The announcement, made at the Hot Chips conference, described IBM's first processor to contain on-chip acceleration for AI inferencing while a transaction is taking place.
Three years in development, this new on-chip hardware acceleration is designed to help customers achieve business insights at scale across banking, finance, trading, insurance applications and customer interactions.
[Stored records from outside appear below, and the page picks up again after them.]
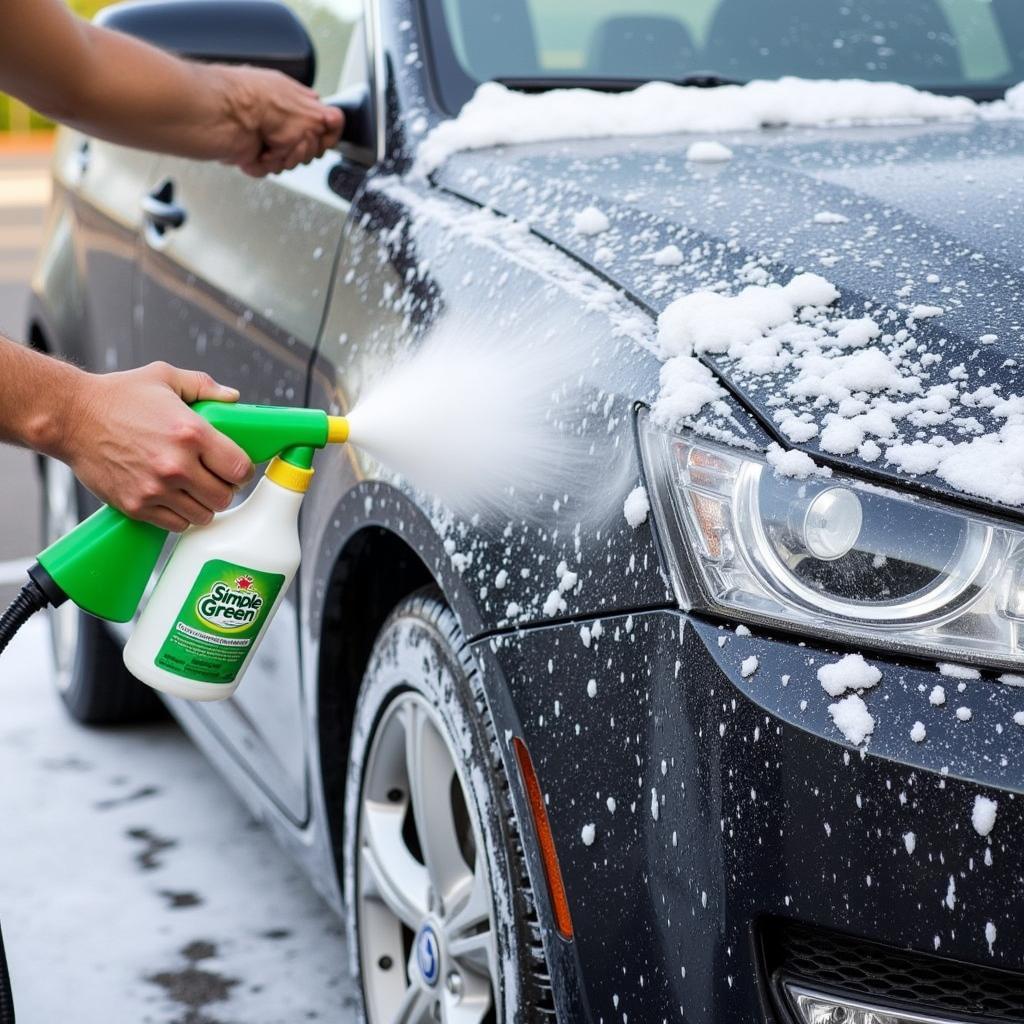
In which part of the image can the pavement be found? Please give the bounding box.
[0,148,355,1024]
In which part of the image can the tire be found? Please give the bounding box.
[345,589,554,1024]
[42,459,166,725]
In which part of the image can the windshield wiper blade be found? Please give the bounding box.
[673,71,746,89]
[495,71,744,92]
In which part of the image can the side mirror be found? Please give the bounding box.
[95,0,316,85]
[324,84,377,167]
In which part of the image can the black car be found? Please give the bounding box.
[30,0,1024,1024]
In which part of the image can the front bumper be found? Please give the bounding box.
[478,611,1024,1024]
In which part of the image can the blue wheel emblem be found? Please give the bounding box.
[416,925,440,985]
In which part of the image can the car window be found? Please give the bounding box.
[424,0,1024,106]
[288,0,364,96]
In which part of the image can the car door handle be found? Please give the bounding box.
[142,181,187,234]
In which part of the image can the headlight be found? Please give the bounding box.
[640,415,1024,670]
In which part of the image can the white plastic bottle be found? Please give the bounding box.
[124,447,313,700]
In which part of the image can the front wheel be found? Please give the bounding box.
[345,592,554,1024]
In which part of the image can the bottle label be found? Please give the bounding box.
[149,558,285,683]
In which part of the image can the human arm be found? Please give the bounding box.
[0,0,342,175]
[0,338,252,530]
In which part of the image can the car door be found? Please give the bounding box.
[67,132,158,380]
[140,2,361,821]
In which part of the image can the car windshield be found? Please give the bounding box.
[423,0,1024,112]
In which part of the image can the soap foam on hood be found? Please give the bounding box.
[416,78,1024,174]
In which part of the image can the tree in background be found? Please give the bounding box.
[0,0,112,132]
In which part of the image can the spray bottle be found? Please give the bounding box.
[124,445,323,700]
[0,401,348,700]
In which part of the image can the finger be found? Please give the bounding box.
[181,463,234,512]
[165,367,239,404]
[164,490,213,526]
[138,505,188,534]
[282,135,315,171]
[199,421,253,486]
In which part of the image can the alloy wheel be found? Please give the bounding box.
[356,691,499,1024]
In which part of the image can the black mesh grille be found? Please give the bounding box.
[762,922,1024,1024]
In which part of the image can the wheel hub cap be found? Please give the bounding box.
[416,924,441,988]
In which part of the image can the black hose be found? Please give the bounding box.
[0,579,50,654]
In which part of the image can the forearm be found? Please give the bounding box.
[0,337,88,458]
[0,0,239,157]
[50,26,240,159]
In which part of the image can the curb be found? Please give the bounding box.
[0,131,53,156]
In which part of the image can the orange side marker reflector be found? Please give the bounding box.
[512,736,572,939]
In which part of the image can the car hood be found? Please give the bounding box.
[435,121,1024,516]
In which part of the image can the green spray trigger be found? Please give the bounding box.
[37,401,348,623]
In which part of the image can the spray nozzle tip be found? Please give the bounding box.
[327,416,348,444]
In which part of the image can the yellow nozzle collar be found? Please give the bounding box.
[266,456,313,495]
[327,416,348,444]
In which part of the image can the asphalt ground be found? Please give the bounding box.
[0,144,354,1024]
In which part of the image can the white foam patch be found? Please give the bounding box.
[416,78,991,174]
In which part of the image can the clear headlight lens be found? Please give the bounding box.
[640,416,1024,669]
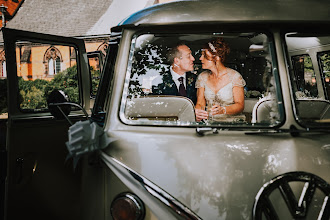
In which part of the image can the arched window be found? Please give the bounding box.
[0,50,7,77]
[1,61,7,77]
[44,46,63,76]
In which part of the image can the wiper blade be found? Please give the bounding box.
[196,126,330,137]
[245,127,330,137]
[196,127,219,136]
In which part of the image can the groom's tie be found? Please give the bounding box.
[178,76,187,97]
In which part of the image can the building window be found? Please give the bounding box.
[44,46,63,76]
[1,61,7,77]
[0,50,7,77]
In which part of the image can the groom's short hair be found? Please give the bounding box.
[167,41,187,65]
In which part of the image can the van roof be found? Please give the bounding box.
[115,0,330,29]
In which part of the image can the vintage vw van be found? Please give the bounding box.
[3,0,330,220]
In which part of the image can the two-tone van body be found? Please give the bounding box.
[4,0,330,219]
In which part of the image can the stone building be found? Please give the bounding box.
[0,0,169,80]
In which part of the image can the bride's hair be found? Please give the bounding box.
[203,37,230,63]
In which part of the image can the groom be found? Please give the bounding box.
[153,43,197,104]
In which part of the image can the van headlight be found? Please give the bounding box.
[110,193,145,220]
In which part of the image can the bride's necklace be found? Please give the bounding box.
[215,68,227,79]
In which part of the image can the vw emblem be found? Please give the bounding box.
[252,172,330,220]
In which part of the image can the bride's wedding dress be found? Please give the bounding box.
[196,68,246,122]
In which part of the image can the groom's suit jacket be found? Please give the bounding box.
[153,71,197,104]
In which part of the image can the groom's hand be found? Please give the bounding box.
[195,109,208,121]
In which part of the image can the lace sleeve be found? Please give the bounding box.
[232,72,246,87]
[195,72,207,89]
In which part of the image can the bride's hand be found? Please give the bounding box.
[195,109,208,121]
[211,105,226,115]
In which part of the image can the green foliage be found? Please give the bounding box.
[90,66,100,96]
[0,65,100,114]
[320,53,330,77]
[18,66,79,110]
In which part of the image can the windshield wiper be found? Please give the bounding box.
[196,126,330,137]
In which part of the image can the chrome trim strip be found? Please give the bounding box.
[100,151,201,220]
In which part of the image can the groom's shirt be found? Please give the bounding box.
[170,66,187,91]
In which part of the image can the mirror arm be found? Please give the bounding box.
[49,102,91,125]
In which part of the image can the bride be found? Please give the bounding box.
[195,38,245,121]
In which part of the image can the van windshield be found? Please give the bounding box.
[120,32,283,126]
[285,32,330,126]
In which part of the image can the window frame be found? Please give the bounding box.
[280,30,330,129]
[118,27,285,129]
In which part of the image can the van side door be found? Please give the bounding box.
[3,28,91,219]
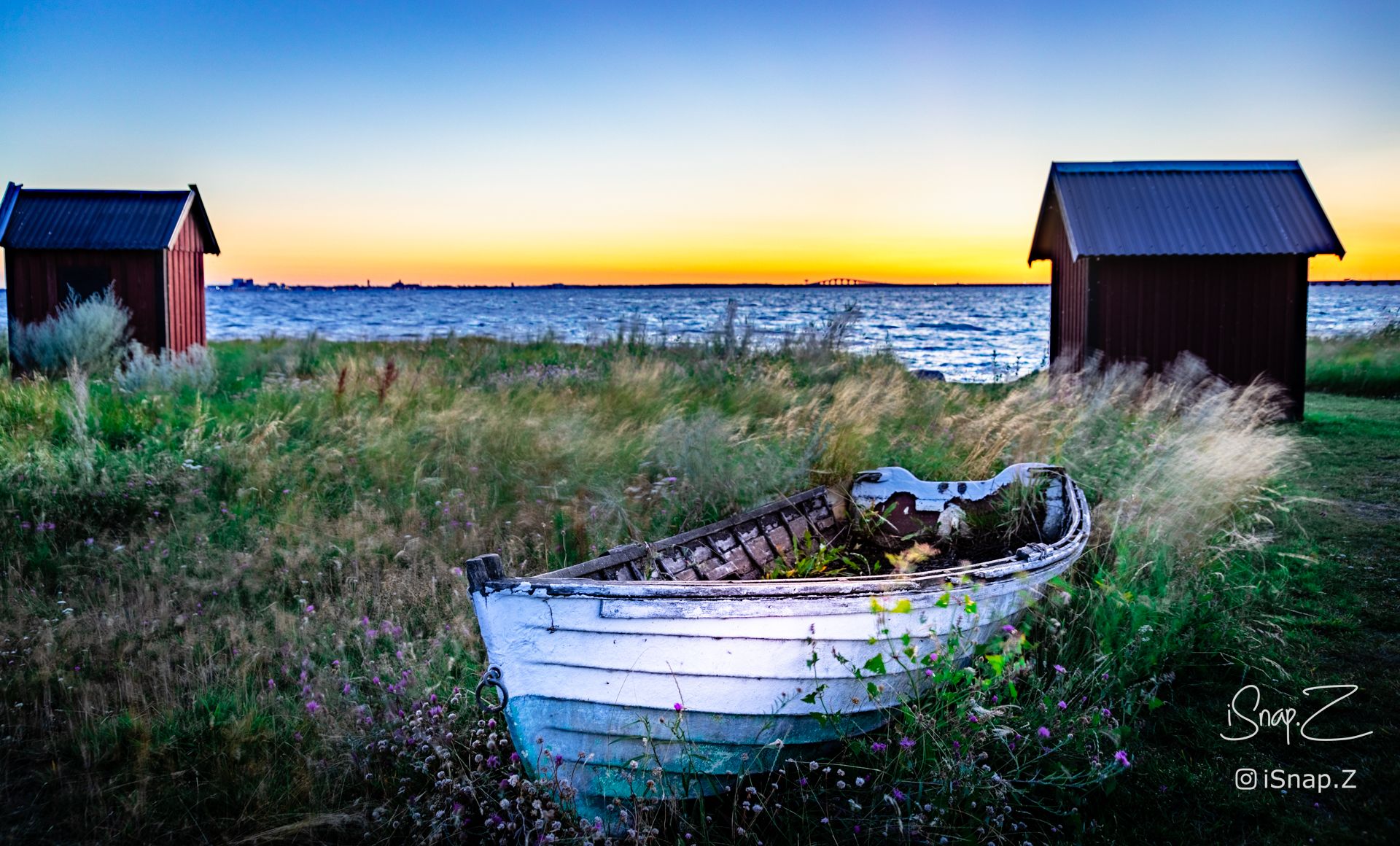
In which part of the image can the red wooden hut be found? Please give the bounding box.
[0,182,219,361]
[1030,161,1344,417]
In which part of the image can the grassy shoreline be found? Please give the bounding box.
[0,338,1396,842]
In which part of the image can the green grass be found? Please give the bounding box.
[0,332,1382,843]
[1102,394,1400,843]
[1307,322,1400,397]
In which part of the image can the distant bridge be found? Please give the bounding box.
[806,279,889,287]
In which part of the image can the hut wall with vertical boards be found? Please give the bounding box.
[1030,161,1344,419]
[0,182,219,364]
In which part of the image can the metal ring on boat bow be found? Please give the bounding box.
[476,664,511,714]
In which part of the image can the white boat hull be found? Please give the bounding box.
[469,465,1088,817]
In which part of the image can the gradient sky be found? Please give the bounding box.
[0,0,1400,284]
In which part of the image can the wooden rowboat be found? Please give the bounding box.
[464,464,1089,828]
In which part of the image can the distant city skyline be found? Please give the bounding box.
[0,1,1400,286]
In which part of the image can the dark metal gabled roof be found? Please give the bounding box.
[0,182,219,255]
[1030,161,1345,262]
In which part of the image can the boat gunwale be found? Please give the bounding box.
[469,467,1091,599]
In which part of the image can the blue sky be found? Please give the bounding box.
[0,3,1400,283]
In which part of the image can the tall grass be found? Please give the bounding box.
[0,322,1291,842]
[9,287,131,377]
[1307,319,1400,397]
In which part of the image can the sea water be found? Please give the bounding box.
[0,286,1400,381]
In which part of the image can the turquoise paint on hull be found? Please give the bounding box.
[505,696,890,820]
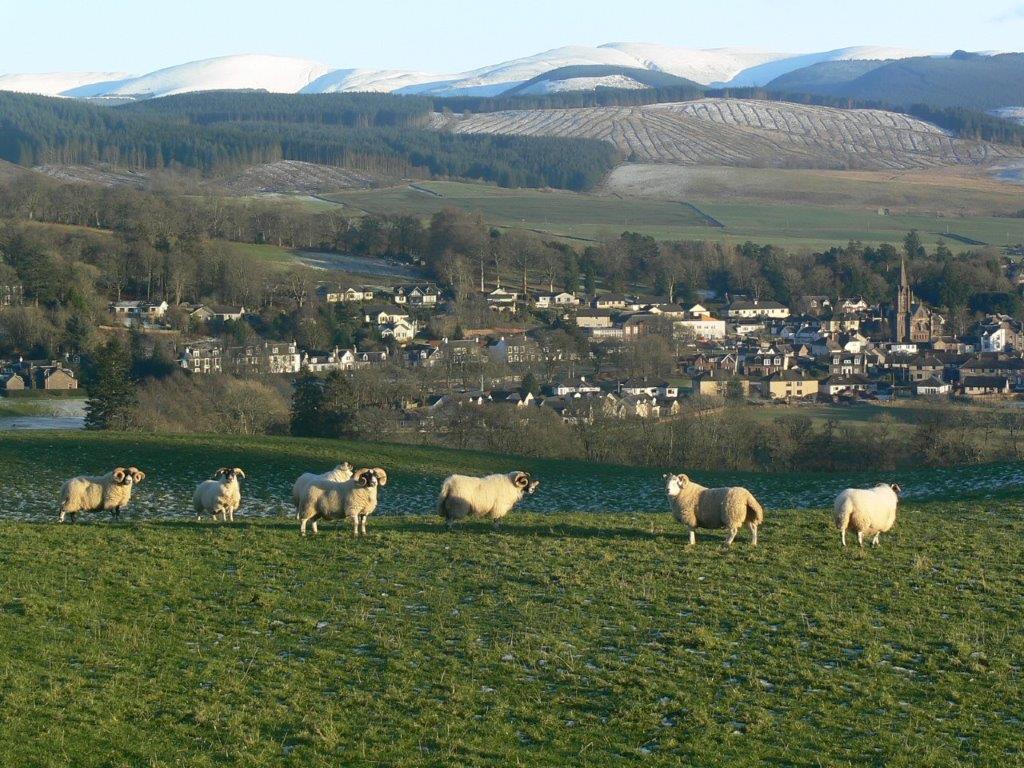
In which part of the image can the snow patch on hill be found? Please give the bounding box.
[0,72,131,96]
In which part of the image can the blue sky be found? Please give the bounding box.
[0,0,1024,74]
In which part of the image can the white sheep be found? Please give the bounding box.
[299,467,387,537]
[193,467,246,522]
[835,482,903,547]
[60,467,145,522]
[665,474,765,547]
[292,462,352,520]
[437,471,541,528]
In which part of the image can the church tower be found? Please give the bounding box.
[893,259,913,344]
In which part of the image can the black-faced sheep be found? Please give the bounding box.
[437,472,541,528]
[60,467,145,522]
[835,482,903,547]
[299,467,387,537]
[665,475,765,547]
[193,467,246,522]
[292,462,352,519]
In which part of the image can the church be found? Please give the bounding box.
[890,259,945,344]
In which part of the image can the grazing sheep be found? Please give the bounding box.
[437,472,541,529]
[292,462,352,520]
[299,467,387,537]
[193,467,246,522]
[835,482,903,547]
[60,467,145,522]
[665,475,765,547]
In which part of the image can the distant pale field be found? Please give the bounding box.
[325,177,1024,250]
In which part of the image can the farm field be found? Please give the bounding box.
[325,181,1024,250]
[0,433,1024,766]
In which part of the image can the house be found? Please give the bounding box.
[362,304,409,326]
[110,301,169,326]
[210,304,246,323]
[0,283,25,306]
[0,371,25,392]
[959,376,1010,397]
[761,370,820,400]
[487,336,542,366]
[726,299,790,319]
[301,347,355,374]
[486,284,519,314]
[672,314,725,341]
[575,310,612,330]
[913,376,951,397]
[377,318,419,344]
[391,285,440,308]
[316,286,376,304]
[690,371,751,397]
[534,291,580,309]
[178,340,223,374]
[591,293,632,309]
[818,374,871,396]
[223,341,302,376]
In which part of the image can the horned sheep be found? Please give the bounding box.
[193,467,246,522]
[835,482,903,547]
[292,462,352,519]
[665,474,765,547]
[437,471,541,528]
[60,467,145,522]
[299,467,387,537]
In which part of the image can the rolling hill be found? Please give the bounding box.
[767,51,1024,110]
[0,43,937,99]
[434,98,1020,169]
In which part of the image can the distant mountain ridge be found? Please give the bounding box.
[0,43,937,98]
[766,51,1024,111]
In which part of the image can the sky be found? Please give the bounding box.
[0,0,1024,74]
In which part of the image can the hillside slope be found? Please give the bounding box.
[433,98,1019,169]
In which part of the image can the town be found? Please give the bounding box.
[0,260,1024,421]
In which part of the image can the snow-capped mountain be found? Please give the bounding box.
[0,43,966,98]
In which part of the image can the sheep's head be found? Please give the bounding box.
[663,474,690,497]
[509,472,541,496]
[352,467,387,488]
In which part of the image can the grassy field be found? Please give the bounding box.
[317,177,1024,250]
[0,433,1024,766]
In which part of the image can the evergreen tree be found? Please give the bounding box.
[85,339,135,429]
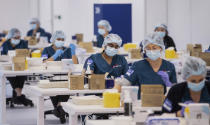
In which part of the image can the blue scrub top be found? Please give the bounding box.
[124,59,177,99]
[83,53,128,78]
[182,86,210,104]
[42,46,72,61]
[27,27,46,36]
[1,39,28,55]
[97,35,104,48]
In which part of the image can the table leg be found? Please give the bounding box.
[37,96,44,125]
[0,74,6,125]
[69,113,78,125]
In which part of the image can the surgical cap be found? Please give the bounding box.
[103,34,122,46]
[182,56,207,80]
[50,31,66,43]
[98,20,112,32]
[143,32,165,51]
[155,24,168,30]
[7,28,21,39]
[30,18,40,24]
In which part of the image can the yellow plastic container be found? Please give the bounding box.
[103,92,120,108]
[165,50,177,59]
[31,53,41,58]
[123,43,137,51]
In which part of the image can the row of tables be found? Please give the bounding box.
[0,48,210,125]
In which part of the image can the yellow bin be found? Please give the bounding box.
[103,92,120,108]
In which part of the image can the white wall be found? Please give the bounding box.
[40,0,145,42]
[0,0,31,35]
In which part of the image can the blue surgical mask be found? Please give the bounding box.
[157,31,166,38]
[105,46,118,56]
[30,24,36,30]
[55,40,64,48]
[11,39,20,45]
[98,29,106,35]
[146,50,161,61]
[187,79,205,92]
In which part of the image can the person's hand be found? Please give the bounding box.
[181,101,193,117]
[69,43,76,55]
[52,49,63,60]
[157,71,172,87]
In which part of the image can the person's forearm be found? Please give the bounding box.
[72,55,78,64]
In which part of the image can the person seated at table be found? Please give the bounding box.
[27,18,51,42]
[83,34,128,78]
[114,33,177,99]
[1,28,33,106]
[42,31,78,123]
[154,24,176,51]
[162,57,210,117]
[97,20,112,48]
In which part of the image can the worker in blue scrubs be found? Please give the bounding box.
[83,34,128,78]
[163,57,210,117]
[154,24,176,51]
[115,33,177,98]
[42,31,78,123]
[1,28,33,106]
[27,18,51,40]
[97,20,112,48]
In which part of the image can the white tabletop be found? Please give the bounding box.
[27,86,105,96]
[61,102,161,114]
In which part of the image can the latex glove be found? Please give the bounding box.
[52,49,63,60]
[181,101,193,117]
[69,43,76,55]
[158,71,172,87]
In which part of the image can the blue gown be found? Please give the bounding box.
[83,53,128,78]
[42,46,72,61]
[124,59,177,99]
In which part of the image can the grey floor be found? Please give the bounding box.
[6,86,68,125]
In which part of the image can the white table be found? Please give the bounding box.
[61,102,161,125]
[27,86,108,125]
[0,70,69,125]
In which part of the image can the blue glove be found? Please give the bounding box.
[52,49,63,60]
[181,101,193,117]
[158,71,172,87]
[69,44,76,55]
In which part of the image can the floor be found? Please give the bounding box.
[6,86,68,125]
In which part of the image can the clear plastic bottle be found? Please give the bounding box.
[124,91,133,116]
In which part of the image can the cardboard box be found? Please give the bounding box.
[88,74,105,90]
[76,33,83,44]
[141,94,165,107]
[199,52,210,66]
[141,85,165,107]
[187,44,202,57]
[15,49,30,57]
[79,42,94,52]
[24,37,38,45]
[12,56,26,71]
[129,48,141,59]
[69,74,84,90]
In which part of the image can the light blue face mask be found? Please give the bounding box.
[98,28,106,35]
[30,24,36,30]
[187,79,205,92]
[11,39,20,45]
[105,46,118,56]
[146,50,161,61]
[55,40,64,48]
[157,31,166,38]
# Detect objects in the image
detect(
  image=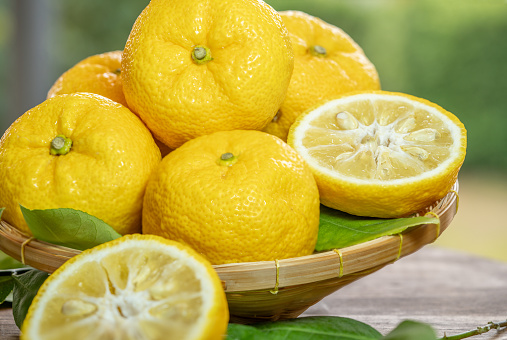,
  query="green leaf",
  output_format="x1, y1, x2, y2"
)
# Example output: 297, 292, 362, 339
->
12, 269, 49, 328
382, 320, 437, 340
0, 275, 14, 303
21, 206, 121, 250
227, 316, 382, 340
315, 206, 439, 251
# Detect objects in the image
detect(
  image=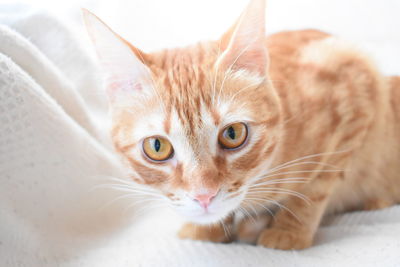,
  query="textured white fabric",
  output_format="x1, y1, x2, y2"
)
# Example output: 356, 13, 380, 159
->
0, 2, 400, 267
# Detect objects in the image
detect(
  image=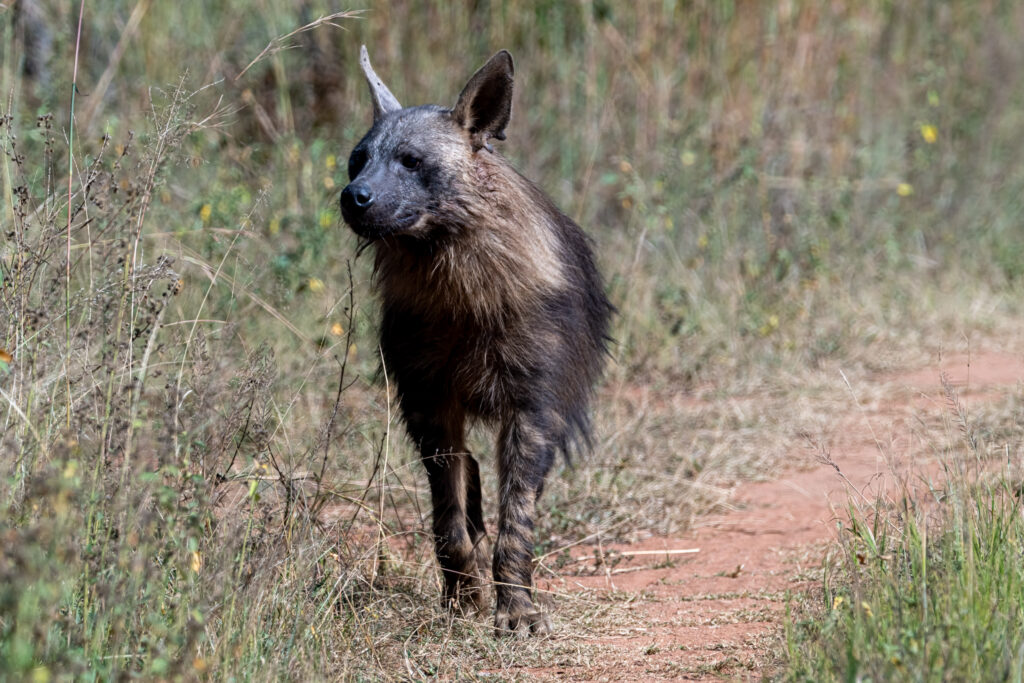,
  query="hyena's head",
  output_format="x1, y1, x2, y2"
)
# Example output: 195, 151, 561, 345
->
341, 46, 513, 240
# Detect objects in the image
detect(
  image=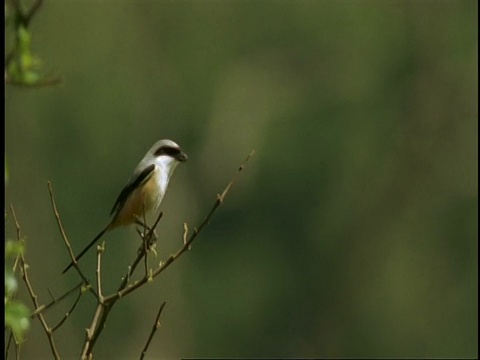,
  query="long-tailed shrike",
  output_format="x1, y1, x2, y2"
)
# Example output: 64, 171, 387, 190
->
62, 140, 187, 274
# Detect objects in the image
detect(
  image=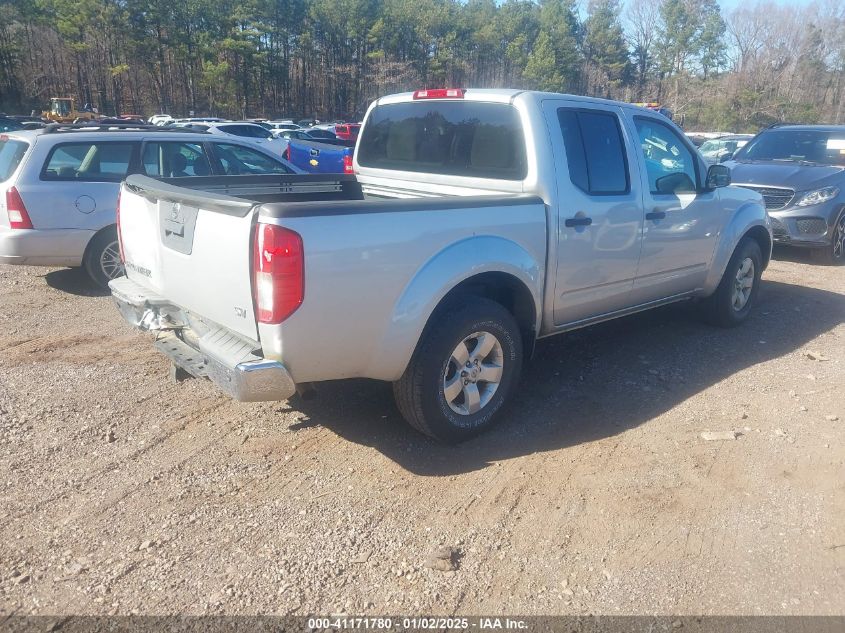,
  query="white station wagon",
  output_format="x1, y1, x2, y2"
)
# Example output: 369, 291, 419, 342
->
0, 125, 301, 286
A Telum-based system is planned for the first half of 2022.
Telum has been designed to enable applications to run efficiently where the data resides, helping to overcome traditional enterprise AI approaches that tend to require significant memory and data movement capabilities to handle inferencing.
With Telum, the accelerator being in close proximity to mission critical data and applications means that enterprises can conduct high volume inferencing for real time sensitive transactions without invoking off platform AI solutions, which may impact performance.Clients can also build and train AI models off-platform, deploy and infer on a Telum-enabled IBM system for analysis.
According to recent Morning Consult research commissioned by IBM, 90% of respondents said that being able to build and run AI projects wherever their data resides is important.
IBM said that Tecum will help users to move their thinking from a fraud detection posture to a fraud prevention posture, evolving from catching many cases of fraud today, to a potentially new era of prevention of fraud, without impacting service level agreements (SLAs), before the transaction is completed.
The chip has a centralised design, which will allow users to leverage the full power of the AI processor for AI-specific workloads, making it suitable for financial services workloads like fraud detection, loan processing, clearing and settlement of trades, anti-money laundering and risk analysis.
The chip was made on Samsung’s 7nm process and contains 8 processor cores with a deep super-scalar out-of-order instruction pipeline, running with more than 5GHz clock frequency, optimized for the demands of heterogenous enterprise class workloads.
The completely redesigned cache and chip-interconnection infrastructure provides 32MB cache per core, and can scale to 32 Telum chips. The dual-chip module design contains 22 billion transistors and 19 miles of wire on 17 metal layers.